NEWS - Riforma del lavoro: ecco cosa cambia

di Lorenzo Longhi

Apprendistato, articolo 18, mobbing, casse di previdenza che cambiano: il calcio, notoriamente - e spesso a ragione - considerato lontanissimo dalle problematiche della vita quotidiana, sotto l'aspetto mediatico sta scoprendo ora il mercato del lavoro e le sue leggi, in linea con l'annunciata riforma del lavoro del governo Monti.

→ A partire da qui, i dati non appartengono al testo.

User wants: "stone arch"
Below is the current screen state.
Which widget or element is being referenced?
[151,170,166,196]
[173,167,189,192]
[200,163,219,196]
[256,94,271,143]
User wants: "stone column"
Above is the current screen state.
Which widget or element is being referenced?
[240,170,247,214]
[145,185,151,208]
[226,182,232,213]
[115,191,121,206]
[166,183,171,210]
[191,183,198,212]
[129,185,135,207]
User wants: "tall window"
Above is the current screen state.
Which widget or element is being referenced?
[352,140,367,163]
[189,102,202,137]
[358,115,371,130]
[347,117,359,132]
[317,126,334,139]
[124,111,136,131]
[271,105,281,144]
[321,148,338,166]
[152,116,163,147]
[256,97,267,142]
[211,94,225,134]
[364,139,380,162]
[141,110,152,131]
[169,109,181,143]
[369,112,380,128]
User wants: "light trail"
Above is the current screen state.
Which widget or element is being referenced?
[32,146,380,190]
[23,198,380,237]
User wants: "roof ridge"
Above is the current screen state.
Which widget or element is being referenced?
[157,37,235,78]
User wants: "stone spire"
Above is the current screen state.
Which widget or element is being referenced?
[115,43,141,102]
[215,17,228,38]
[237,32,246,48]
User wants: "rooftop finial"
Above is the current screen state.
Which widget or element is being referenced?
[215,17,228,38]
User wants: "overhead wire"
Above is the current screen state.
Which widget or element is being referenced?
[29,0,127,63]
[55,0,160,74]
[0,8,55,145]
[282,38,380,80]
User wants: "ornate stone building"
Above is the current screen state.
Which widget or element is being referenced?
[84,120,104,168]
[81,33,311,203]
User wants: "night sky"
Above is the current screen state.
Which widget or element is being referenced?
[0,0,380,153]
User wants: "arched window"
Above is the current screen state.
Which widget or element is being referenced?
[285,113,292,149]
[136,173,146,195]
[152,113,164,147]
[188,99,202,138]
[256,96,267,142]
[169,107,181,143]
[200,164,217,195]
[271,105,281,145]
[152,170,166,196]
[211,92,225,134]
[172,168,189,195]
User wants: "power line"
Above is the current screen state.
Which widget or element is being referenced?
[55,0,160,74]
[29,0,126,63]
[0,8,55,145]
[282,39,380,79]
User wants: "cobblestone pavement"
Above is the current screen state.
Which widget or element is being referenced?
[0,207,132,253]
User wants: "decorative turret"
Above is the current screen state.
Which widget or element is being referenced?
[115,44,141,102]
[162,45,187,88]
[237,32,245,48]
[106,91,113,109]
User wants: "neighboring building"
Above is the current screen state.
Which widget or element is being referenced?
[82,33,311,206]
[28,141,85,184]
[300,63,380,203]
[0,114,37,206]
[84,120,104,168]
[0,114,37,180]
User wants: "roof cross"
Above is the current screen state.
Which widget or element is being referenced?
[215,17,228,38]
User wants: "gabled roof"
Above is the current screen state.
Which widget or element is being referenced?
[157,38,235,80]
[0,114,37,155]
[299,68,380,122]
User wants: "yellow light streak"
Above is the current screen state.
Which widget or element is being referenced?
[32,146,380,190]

Anche se, negli ultimi giorni in pieno clima di polemica per la paventata cancellazione dell'articolo 18, a fare scalpore è stata la notizia secondo cui l'ex tecnico del Cagliari, Davide Ballardini, non sarebbe stato esonerato ma licenziato per "giusta causa", più in generale a lanciare il sasso nello stagno ci ha pensato il presidente della Lega Pro, Mario Macalli: "L'introduzione nella nostra categoria dei contratti di apprendistato cambierebbe radicalmente la situazione", aveva detto un mese fa a un convegno sul futuro della ex Serie C.

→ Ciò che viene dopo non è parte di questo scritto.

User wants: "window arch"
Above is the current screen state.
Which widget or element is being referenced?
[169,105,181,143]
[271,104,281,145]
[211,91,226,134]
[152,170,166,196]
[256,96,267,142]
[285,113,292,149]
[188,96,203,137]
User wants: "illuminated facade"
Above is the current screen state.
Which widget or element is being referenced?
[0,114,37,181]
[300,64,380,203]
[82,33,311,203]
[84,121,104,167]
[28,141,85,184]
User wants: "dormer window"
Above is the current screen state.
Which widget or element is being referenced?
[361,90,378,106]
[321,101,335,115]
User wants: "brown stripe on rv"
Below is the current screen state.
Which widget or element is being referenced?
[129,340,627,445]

I contratti di appendistato, quelli che tanto piacciono a Monti e al ministro Fornero in tema di flessibilità in entrata, servirebbero alla Lega Pro per derogare in diversi casi sui minimi contrattuali e per accedere a una serie di sgravi contributivi oggi impossibili, anche se è piuttosto singolare riflettere sull'estensione delle specificità del contratto di apprendistato ai calciatori: in fabbrica, la conoscenza tecnica può passare da un operaio specializzato all'apprendista, ma sul campo può un terzino imparare da un altro terzino? E ancora, come andrebbe a impattare la eventuale nuova tipologia contrattuale sulla disciplina che regola i contratti delle migliaia di "giovani di serie" del nostro calcio?

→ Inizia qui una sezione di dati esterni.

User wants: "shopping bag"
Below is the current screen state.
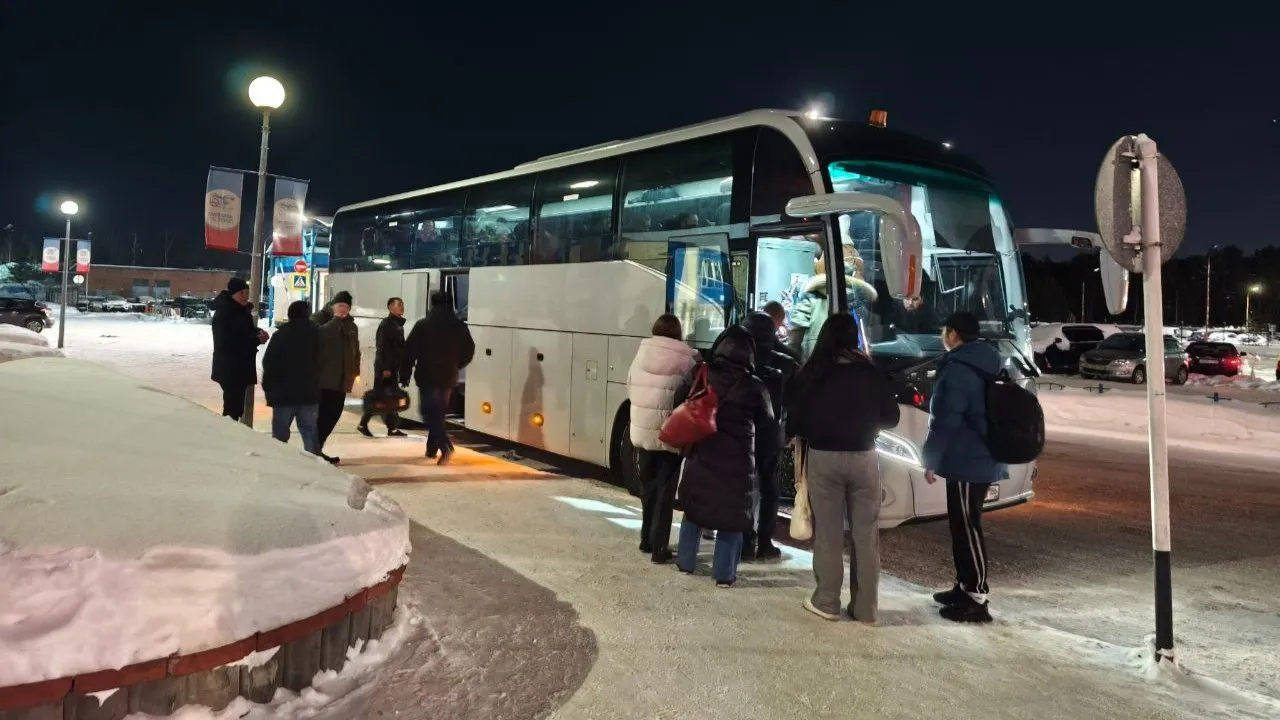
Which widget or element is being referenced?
[791,438,813,541]
[658,364,719,447]
[365,384,410,415]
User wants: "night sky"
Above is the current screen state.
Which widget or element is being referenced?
[0,7,1280,264]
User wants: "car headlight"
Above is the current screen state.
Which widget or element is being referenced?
[876,432,924,468]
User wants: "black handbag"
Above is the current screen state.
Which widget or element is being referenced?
[365,384,410,414]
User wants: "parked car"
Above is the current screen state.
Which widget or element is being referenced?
[1187,342,1244,377]
[1079,333,1190,386]
[0,297,54,333]
[102,295,133,313]
[1032,323,1120,373]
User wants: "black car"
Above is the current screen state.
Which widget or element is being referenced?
[0,297,54,333]
[1187,342,1243,377]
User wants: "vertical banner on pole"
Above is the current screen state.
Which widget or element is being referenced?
[40,237,63,273]
[205,169,244,252]
[76,240,90,275]
[271,178,307,258]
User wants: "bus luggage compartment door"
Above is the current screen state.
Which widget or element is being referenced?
[506,329,573,455]
[465,325,515,438]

La questione è degna di interesse e sarà dibattuta, anche perché il momento è quello giusto. I calciatori, sin dalla legge 91 del 1981, quella sul professionismo sportivo, sono inquadrati come lavoratori subordinati (lo esplicita l'art. 3), con contratti rigorosamente a tempo determinato per un massimo di 5 anni e tenuti al vincolo di esclusiva. Per questo, sono i club - che gradirebbero, per motivi fiscali, che tutto venisse rivisto e i calciatori diventassero lavoratori autonomi - a versare i contributi previdenziali per i giocatori. Lo facevano all'Enpals, lo fanno ora all'Inps perché quest'ultima, nella più recente finanziaria, ha inglobato quello che era l'ente previdenziale per i lavoratori dello sport e dello spettacolo.

Poi c'è il mobbing, bestia nera di certi club che si sono visti trascinare in tribunale (non solo in quelli sportivi) da alcuni loro dipendenti-calciatori. Il caso più noto è stato quello di Federico Marchetti, ma in Lega Pro sono diversi i casi analoghi che non fanno rumore. E' il mercato del lavoro applicato al calcio. Dove qualcuno, ora, pensa alla riforma.